Is the Indian content space going through some sort of a representation-crisis? What is the matter with putting transgender characters on screen merely as exercises of showing how original the creators are? How can gender identity be contextualized into a shocking plot point? Thalia, Haddi and now Bejoy Nambiar’s Kaala- the OTT content space in India is somehow following a ridiculously staged attempt of telling original stories, but what actually shows is an excruciatingly tone-deaf, and misguided representation of queer individuals and their realities.

Avinash Tiwary in a still from Kaala.

Kaala takes that gambit one step higher- and positions gendered identity as a provocative narrative twist. It seems most of these writers are in urgent need of a Queer Studies course. (Also read: Karan Johar reviews Jawan, says Shah Rukh Khan represents ‘mega stardom in a way that only he can’)

Intelligence seems to have left the building in the new Disney+ Hotstar series Kaala, that wants to pursue deliberate twists, break apart an interesting parallel track for establishing some sort of shock value, and stubbornly jump timelines the next minute. Its good to let the audience follow and join the dots, but ridiculous to expect them to survive the 6 hour-long incessant cross-cuts masquerading as some thrilling reveal. It’s not. Let’s not pretend its anything more than a misfire.

The premise

Kaala chronicles IB officer Ritwik Mukherjee (Avinash Tiwary) who has been given the task to investigate a huge case of ‘reverse hawala’ that is being run by Naman Arya (Taher Shabbir) in West Bengal. The traces link back to some sort of connection to Ritwik’s past as well. Is anyone surprised? No. Ritwik’s informant is Subhendu Mukherjee (Rohan Vinod Mehra), who stays with his physically challenged wife and daughter Asoka, in Darjeeling. Subhendu’s story is traced in a parallel track that begins in the late 1980s. Ritwik also has a team that constitutes of Sitara (Nivetha Pethuraj), who is also his girlfriend-of-sorts. Is anyone supposed to be surprised again? No. Cut to Subhendu’s defamation track in the 80s. Pradeep Sharma, Shashwat Roy, and Balwant Bir Rana were the three members of the border defense forces, whose quest to put an end to the illegal activities which are occurring at the Indo-Bangladesh border turns sour.
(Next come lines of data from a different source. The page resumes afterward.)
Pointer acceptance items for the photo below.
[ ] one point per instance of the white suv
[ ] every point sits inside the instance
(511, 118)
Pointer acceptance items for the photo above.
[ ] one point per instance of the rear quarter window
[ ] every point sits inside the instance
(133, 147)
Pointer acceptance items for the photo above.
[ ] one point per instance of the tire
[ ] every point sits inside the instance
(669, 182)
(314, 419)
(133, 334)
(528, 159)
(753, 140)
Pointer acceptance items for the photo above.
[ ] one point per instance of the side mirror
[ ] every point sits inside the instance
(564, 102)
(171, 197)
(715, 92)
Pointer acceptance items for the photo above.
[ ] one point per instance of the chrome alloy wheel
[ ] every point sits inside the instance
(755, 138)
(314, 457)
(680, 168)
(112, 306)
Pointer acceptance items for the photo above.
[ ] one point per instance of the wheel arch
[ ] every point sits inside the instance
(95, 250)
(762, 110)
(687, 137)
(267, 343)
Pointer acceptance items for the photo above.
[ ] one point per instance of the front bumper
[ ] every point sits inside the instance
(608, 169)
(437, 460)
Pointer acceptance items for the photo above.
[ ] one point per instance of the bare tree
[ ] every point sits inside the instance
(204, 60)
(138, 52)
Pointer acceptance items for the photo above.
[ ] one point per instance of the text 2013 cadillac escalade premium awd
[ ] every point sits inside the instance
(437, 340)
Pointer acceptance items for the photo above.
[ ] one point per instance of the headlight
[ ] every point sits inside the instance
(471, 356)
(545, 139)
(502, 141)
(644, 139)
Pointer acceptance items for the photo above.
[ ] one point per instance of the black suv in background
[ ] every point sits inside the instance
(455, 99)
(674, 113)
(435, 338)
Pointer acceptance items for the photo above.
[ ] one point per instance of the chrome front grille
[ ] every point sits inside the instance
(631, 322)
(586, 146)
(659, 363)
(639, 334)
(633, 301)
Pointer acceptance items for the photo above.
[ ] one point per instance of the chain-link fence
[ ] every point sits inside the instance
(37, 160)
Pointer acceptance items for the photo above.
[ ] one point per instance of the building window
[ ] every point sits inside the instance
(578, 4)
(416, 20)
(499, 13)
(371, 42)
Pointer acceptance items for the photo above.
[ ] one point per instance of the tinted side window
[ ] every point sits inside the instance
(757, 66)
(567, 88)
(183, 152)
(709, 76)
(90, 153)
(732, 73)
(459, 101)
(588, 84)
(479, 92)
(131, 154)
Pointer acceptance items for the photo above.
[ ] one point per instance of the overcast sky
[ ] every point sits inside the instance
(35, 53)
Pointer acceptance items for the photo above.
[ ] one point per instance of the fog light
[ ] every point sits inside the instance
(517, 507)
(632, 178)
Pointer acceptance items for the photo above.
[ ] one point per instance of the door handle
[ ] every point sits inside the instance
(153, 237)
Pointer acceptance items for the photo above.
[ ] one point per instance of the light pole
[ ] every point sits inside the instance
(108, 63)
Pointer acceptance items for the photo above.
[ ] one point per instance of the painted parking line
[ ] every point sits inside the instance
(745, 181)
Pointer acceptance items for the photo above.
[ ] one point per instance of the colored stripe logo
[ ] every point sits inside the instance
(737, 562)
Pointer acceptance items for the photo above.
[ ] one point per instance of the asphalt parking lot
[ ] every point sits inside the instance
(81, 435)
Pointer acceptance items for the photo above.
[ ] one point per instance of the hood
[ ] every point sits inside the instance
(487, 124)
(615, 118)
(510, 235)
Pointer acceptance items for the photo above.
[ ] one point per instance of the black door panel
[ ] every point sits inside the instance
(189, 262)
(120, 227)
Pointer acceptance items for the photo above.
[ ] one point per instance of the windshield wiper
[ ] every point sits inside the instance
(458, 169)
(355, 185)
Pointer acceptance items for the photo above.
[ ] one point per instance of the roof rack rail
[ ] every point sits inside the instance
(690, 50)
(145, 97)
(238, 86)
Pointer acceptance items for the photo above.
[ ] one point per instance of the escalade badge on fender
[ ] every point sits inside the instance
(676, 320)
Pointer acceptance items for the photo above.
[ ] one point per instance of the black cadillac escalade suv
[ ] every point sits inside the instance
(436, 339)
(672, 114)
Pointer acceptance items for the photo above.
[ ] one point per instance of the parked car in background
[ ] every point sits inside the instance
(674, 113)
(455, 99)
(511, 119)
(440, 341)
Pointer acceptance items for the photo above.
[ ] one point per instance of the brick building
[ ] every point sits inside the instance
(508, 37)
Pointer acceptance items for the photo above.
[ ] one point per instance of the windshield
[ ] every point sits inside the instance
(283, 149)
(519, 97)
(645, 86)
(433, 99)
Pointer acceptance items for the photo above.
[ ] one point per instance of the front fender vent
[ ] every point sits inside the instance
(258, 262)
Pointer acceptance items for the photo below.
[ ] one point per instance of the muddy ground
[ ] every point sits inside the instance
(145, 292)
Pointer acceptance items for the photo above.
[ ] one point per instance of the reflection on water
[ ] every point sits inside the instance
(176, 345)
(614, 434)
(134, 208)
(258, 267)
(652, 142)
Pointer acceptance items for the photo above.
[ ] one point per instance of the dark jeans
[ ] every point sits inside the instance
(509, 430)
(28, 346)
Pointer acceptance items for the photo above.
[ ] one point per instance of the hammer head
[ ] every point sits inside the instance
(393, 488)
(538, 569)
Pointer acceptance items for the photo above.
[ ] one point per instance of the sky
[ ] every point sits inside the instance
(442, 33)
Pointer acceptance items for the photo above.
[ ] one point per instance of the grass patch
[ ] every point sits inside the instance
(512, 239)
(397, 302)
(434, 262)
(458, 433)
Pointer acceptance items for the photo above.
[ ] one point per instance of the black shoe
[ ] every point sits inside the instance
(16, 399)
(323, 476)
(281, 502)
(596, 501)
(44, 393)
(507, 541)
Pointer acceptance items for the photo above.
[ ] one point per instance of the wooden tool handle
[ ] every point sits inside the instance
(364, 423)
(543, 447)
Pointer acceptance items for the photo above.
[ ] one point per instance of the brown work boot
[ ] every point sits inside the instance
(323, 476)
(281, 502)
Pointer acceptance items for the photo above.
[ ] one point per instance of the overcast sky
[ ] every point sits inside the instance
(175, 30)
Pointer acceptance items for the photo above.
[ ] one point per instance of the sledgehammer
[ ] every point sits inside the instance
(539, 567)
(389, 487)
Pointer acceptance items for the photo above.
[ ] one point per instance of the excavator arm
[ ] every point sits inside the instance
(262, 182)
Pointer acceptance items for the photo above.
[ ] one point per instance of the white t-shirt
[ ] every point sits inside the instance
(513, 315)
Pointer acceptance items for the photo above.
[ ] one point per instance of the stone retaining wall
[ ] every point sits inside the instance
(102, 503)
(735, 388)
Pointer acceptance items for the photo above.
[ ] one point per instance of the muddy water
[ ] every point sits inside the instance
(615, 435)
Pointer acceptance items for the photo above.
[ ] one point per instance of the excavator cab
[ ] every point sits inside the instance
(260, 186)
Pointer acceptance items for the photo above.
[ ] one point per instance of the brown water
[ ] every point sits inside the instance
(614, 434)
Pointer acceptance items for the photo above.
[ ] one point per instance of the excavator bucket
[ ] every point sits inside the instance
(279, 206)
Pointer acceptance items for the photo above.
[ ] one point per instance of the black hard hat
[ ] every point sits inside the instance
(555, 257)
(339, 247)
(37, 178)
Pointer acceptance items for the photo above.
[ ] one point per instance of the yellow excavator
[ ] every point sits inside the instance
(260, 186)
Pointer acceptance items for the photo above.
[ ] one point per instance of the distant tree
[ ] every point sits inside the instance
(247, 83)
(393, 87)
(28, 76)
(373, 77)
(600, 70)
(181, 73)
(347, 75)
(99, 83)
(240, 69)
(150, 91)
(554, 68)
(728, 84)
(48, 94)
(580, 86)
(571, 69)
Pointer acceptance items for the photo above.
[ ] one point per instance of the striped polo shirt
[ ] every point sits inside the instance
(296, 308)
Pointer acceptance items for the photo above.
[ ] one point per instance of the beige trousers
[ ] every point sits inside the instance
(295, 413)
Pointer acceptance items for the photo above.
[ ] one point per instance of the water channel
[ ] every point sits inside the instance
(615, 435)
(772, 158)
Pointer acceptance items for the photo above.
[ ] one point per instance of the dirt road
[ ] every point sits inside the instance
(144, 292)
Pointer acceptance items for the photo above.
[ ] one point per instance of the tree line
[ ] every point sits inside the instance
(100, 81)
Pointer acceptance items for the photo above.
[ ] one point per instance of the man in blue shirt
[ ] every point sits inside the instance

Too many details? Trust writers Francis Thomas, Pryas Gupta, Mithilesh Hegde, Shubhra Swarup and Nambiar to tell you to sit down and try to make sense of it all. The manic sense of incoherent cross-cuts insists that no one shall go as far. The story has more to tell. This is a story with many truths. This is post-truth. The bullets? They can be fired in-between surely. Violence? That is totally necessary here, so blood has to spill. Bejoy, as always, is more concerned with investing all his energy into stuffing his show with hollow style, rather than actually focusing on giving you a digestible, coherent something.

Style over substance

For example, a sudden burst of Bangla hip-hop that erupts in a chase sequence- that alters the tone and energy completely. It is utterly needless and does not do any service to the plot. Or take the hovering camerawork over two women making out in private. Why are these irreverent choices taken time and again? It’s a shallow attempt at punctuating a dizzying sense of style to the chaos which unfolds in Kaala. The result is, for the lack of a better term, nauseating.

Kaala makes little sense and lot of empty, bumbling noise. None of the performances land, most characters exist as props for narrative control and not as fleshed out, living entities existing in a corrupt system. Jitin Gulati’s performance, in particular, lands crashing down the most. The entire point of how the chase overshadows the loss and pain in these characters is never taken forward. You wait and expect in vain- for the swing to land. But it doesn’t. The futility, unfortunately, emerges out of the many tendencies that takes place in Kaala in breakneck speed and style. What astounds and exasperates, at last, is how pointless and misguided it all turns out to be.